Чем заканчивалась телеаэробика, уточнять не буду.

Скажу лишь, что старый «Темп» стоял на тонких ножках, под ним был паркет, поскольку родительский ковер туда не доставал, а кинескоп был спрятан под стеклянной маской, вытереть которую не представляло труда.

К сожалению, аэробику прикрыли раньше, чем прекратил существование сам канал.

Уже во взрослом возрасте, я слышал про метод лечения мужчин с нарушениями половой функции: их заставляют смотреть порнографию и достигать пика одновременно с экранными героями.

Я не ставил себе никакой цели, потому что ее не знал.

Я просто хотел получать наслаждение, глядя на раздвинутые ляжки девушки.

Когда аэробика прекратилась, мои сеансы с газетными гимнастками подогревались мыслями о телепассии.

К тому времени я сделался профессионалом нехорошего дела, научился совершать процедуру над собой быстро и беззвучно, мне перестало мешать даже присутствие родителей в их комнате.

Мать с отцом мирно смотрели телевизор, я тихонько запирался в туалете, пристраивал в притвор двери страницу со спортсменкой, смотрел на нее и одновременно вспоминал девушку с аэробики.

Мне удавалось совместить видимое и мыслимое, я воспаленно фантазировал о том месте, где у женщины сходятся ноги.

Но почему именно о нем, а не о пупке или, например, о подмышке – я не знал, хоть убей.

3


В том, наверное, крылся главный парадокс моего мальчишества.

Мы росли нормальными человеческими темпами, наши гормоны зрели вовремя, мы ощущали функционирование своих органов – но понятия не имели, зачем они нужны.

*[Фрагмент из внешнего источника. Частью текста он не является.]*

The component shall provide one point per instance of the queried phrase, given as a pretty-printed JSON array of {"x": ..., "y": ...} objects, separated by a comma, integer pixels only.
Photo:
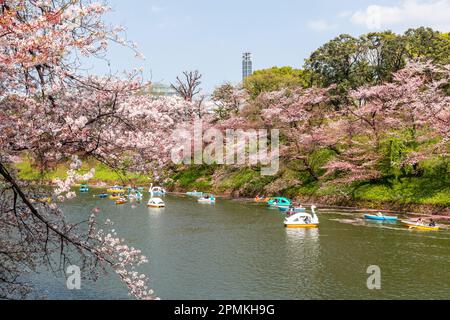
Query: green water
[{"x": 235, "y": 250}]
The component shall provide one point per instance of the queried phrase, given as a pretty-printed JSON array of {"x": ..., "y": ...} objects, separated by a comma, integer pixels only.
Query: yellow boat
[{"x": 303, "y": 220}]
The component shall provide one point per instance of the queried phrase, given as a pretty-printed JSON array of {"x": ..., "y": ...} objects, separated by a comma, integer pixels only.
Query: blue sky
[{"x": 208, "y": 35}]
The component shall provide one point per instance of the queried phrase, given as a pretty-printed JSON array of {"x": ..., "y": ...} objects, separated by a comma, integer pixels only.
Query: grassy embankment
[
  {"x": 103, "y": 174},
  {"x": 427, "y": 193}
]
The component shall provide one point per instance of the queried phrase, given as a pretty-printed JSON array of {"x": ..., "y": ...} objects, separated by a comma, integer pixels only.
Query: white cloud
[
  {"x": 321, "y": 25},
  {"x": 407, "y": 14},
  {"x": 157, "y": 9}
]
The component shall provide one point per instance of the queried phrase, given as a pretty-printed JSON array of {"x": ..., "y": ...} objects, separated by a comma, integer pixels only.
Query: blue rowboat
[
  {"x": 380, "y": 218},
  {"x": 296, "y": 210}
]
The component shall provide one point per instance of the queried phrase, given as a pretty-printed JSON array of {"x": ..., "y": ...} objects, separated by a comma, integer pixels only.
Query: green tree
[
  {"x": 275, "y": 79},
  {"x": 427, "y": 44}
]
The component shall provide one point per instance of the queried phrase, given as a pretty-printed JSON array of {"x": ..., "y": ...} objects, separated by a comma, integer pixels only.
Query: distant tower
[{"x": 247, "y": 66}]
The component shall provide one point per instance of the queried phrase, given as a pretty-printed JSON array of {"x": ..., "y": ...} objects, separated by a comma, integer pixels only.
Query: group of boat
[
  {"x": 297, "y": 217},
  {"x": 204, "y": 198},
  {"x": 420, "y": 224}
]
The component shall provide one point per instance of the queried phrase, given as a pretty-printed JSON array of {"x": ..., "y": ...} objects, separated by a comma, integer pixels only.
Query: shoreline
[
  {"x": 355, "y": 209},
  {"x": 441, "y": 213}
]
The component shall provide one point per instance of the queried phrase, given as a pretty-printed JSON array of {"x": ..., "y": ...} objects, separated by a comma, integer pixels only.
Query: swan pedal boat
[
  {"x": 279, "y": 202},
  {"x": 303, "y": 220},
  {"x": 116, "y": 189},
  {"x": 156, "y": 203},
  {"x": 121, "y": 201},
  {"x": 421, "y": 227},
  {"x": 380, "y": 217},
  {"x": 296, "y": 210},
  {"x": 207, "y": 200},
  {"x": 157, "y": 191},
  {"x": 195, "y": 194},
  {"x": 262, "y": 200}
]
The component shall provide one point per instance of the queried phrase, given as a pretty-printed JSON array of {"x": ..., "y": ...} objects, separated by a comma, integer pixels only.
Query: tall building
[{"x": 247, "y": 66}]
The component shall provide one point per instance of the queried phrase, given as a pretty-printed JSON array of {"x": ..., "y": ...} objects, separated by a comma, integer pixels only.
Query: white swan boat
[
  {"x": 156, "y": 203},
  {"x": 157, "y": 191},
  {"x": 303, "y": 220}
]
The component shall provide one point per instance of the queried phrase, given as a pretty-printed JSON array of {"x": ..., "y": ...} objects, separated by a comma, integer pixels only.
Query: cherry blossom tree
[
  {"x": 302, "y": 116},
  {"x": 413, "y": 110},
  {"x": 51, "y": 111}
]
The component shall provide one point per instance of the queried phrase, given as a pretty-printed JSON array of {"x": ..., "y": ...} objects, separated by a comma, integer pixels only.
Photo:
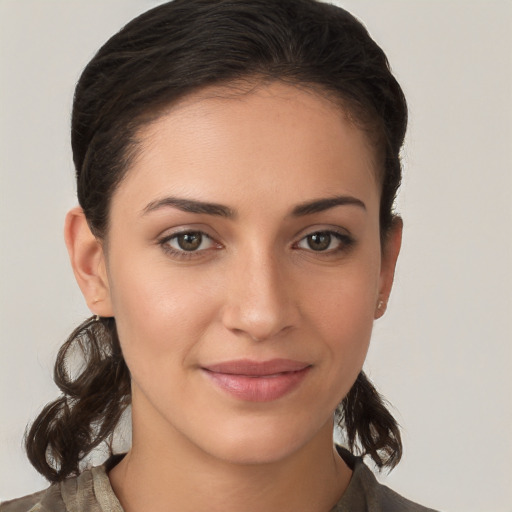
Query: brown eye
[
  {"x": 319, "y": 241},
  {"x": 326, "y": 241},
  {"x": 189, "y": 241}
]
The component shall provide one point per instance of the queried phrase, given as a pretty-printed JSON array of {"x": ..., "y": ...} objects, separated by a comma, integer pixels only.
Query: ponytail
[
  {"x": 91, "y": 403},
  {"x": 370, "y": 428}
]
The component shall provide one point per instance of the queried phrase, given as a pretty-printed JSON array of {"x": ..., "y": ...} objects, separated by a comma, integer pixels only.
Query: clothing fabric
[{"x": 91, "y": 492}]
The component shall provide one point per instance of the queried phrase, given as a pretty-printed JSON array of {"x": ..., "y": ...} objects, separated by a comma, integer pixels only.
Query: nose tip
[{"x": 259, "y": 304}]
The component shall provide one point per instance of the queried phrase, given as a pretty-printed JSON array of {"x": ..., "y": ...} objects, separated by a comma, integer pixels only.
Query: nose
[{"x": 260, "y": 301}]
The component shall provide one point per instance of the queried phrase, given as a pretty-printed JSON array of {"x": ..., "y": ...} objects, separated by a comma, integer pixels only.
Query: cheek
[{"x": 160, "y": 315}]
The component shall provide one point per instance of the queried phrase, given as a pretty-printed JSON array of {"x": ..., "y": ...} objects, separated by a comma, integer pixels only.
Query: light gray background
[{"x": 443, "y": 353}]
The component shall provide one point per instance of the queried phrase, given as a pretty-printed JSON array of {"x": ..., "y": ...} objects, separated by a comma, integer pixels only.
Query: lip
[{"x": 257, "y": 381}]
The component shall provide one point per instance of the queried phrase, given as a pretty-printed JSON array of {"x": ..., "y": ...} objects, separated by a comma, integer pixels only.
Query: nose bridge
[{"x": 259, "y": 295}]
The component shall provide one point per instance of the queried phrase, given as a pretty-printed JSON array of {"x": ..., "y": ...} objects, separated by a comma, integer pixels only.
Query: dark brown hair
[{"x": 157, "y": 59}]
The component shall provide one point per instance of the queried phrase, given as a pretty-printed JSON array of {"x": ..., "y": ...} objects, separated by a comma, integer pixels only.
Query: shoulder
[
  {"x": 88, "y": 492},
  {"x": 366, "y": 494},
  {"x": 37, "y": 502}
]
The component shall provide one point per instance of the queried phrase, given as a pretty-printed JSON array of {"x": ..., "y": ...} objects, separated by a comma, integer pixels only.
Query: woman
[{"x": 237, "y": 163}]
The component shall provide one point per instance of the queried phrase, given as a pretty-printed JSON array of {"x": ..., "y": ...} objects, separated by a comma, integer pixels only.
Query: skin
[{"x": 255, "y": 289}]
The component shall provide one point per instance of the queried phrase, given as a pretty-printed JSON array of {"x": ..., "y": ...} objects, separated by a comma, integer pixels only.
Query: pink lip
[{"x": 256, "y": 381}]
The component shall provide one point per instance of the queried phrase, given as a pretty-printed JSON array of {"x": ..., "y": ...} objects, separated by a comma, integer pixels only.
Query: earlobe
[
  {"x": 390, "y": 251},
  {"x": 88, "y": 262}
]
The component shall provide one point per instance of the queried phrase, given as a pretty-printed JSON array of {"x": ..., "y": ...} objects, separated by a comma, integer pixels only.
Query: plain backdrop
[{"x": 442, "y": 354}]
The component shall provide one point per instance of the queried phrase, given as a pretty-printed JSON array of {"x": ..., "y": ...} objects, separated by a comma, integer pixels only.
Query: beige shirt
[{"x": 92, "y": 492}]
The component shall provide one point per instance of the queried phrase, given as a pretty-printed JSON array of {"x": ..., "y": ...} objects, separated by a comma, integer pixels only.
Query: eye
[
  {"x": 325, "y": 241},
  {"x": 187, "y": 242}
]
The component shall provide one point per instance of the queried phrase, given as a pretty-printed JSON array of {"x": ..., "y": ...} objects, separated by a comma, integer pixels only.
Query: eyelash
[{"x": 345, "y": 243}]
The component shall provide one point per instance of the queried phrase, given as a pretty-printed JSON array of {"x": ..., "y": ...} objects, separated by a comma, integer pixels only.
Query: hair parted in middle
[{"x": 156, "y": 60}]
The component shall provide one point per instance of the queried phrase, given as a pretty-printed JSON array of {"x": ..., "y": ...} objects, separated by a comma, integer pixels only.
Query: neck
[{"x": 169, "y": 473}]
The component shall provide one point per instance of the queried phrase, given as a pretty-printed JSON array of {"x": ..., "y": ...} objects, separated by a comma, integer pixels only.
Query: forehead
[{"x": 272, "y": 143}]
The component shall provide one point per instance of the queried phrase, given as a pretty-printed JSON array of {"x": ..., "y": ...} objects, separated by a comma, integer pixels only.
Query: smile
[{"x": 257, "y": 381}]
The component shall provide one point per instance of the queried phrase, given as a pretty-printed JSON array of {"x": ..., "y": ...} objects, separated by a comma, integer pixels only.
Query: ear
[
  {"x": 88, "y": 261},
  {"x": 389, "y": 255}
]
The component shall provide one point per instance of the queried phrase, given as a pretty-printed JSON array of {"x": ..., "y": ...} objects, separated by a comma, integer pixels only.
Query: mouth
[{"x": 257, "y": 381}]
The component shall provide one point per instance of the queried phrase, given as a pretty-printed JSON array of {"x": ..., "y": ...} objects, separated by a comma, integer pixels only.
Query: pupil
[
  {"x": 319, "y": 241},
  {"x": 190, "y": 241}
]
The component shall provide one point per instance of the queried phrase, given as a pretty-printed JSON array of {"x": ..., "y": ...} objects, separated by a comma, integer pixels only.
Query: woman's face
[{"x": 244, "y": 269}]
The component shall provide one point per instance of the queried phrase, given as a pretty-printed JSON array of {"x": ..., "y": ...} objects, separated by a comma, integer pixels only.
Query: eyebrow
[
  {"x": 200, "y": 207},
  {"x": 190, "y": 206},
  {"x": 320, "y": 205}
]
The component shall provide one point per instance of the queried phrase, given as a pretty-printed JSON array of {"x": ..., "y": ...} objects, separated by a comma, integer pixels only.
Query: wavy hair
[{"x": 157, "y": 59}]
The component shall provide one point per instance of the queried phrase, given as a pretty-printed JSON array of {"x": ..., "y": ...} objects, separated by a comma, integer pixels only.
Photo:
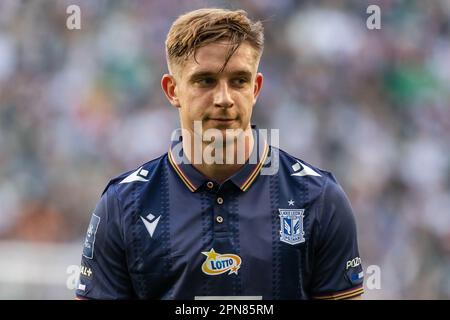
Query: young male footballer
[{"x": 212, "y": 218}]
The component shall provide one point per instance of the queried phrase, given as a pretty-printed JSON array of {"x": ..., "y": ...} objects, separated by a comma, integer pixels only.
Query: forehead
[{"x": 211, "y": 58}]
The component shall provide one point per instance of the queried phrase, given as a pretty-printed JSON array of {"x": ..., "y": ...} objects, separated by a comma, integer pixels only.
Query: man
[{"x": 220, "y": 223}]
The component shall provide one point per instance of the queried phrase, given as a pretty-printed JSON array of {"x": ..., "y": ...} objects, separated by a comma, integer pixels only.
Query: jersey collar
[{"x": 243, "y": 179}]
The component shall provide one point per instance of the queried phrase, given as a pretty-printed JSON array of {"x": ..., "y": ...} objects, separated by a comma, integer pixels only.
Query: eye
[
  {"x": 205, "y": 82},
  {"x": 239, "y": 82}
]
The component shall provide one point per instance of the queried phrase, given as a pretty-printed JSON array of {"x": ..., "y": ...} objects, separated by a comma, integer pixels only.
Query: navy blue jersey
[{"x": 165, "y": 231}]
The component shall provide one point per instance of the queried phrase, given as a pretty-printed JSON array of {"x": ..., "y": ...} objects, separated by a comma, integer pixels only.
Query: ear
[
  {"x": 168, "y": 85},
  {"x": 258, "y": 86}
]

Подсознательно я догадывался, что природа интереса основана на различии между мальчиками и девочками. А оно – это различие – крылось в том, что прячут даже малые дети в песочнице.

Что именно скрывают мальчики, я знал, поскольку и сам все это скрывал.

Но к своему стыду, доучившись до восьмого класса, я ни разу не видел девочки без трусиков.

До школы я сидел дома, в детский сад не ходил: тогда с нами еще жили дедушка и бабушка. Главный источник первых знаний, появляющихся в момент безопасного восприятия, прошел мимо меня.

Кое-какие элементы женского тела в определенный момент я стал представлять, разглядывая одноклассниц.

Однажды после летних каникул у девчонок обнаружились выпуклости на груди. Кому-то из повезло больше, кому-то меньше, но кое-чем могли похвастаться все. Эти новые части знакомых тел сделались предметом повышенного интереса со стороны мальчишек.

Надо признаться что и мне порой хотелось потрогать Розу Харитонову, самую заманчивую из всех. Но я долго сдерживался – то ли от нерешительности, то ли от несвоевременности.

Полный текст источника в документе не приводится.